Kompromitacja prof. Sadurskiego

Tego, co raz umieści się w internecie, nie można skasować i udawać, że takiego wpisu w ogóle nie było, ponieważ żyje on niezależnie od woli jego autora.

O tej prostej zasadzie zapomniał jeden z największych wrogów Prawa i Sprawiedliwości profesor Wojciech Sadurski, który napisał na Twitterze:

Kolejny argument za Polską federalną. Polska zachodnia: pro-europejska, liberalna, świecka; Polska wschodnia, wiadomo. Kompetencje wspólne: polityka zagraniczna i obronna, waluta, armia, podstawowe wolności obywatelskie. (ale w skansenie wschodnim - mniej wolności od religii).

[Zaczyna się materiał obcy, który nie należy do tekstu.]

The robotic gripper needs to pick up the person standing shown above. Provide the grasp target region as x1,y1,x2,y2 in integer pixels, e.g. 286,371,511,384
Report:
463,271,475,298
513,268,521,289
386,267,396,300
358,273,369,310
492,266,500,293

Pretendujący do miana wybitnego intelektualisty Sadurski po paru godzinach usunął ten kuriozalny dowód swojej bezbrzeżnej nienawiści nie tylko do PiS, ale także do demokracji, którą podobno tak uwielbia. Zanim to uczynił musiał jednak zobaczyć, jak wielu internautów bezlitośnie wyśmiało go i wyszydziło słusznie podkreślając, że tytuł profesora nie musi oznaczać bycia mądrym człowiekiem.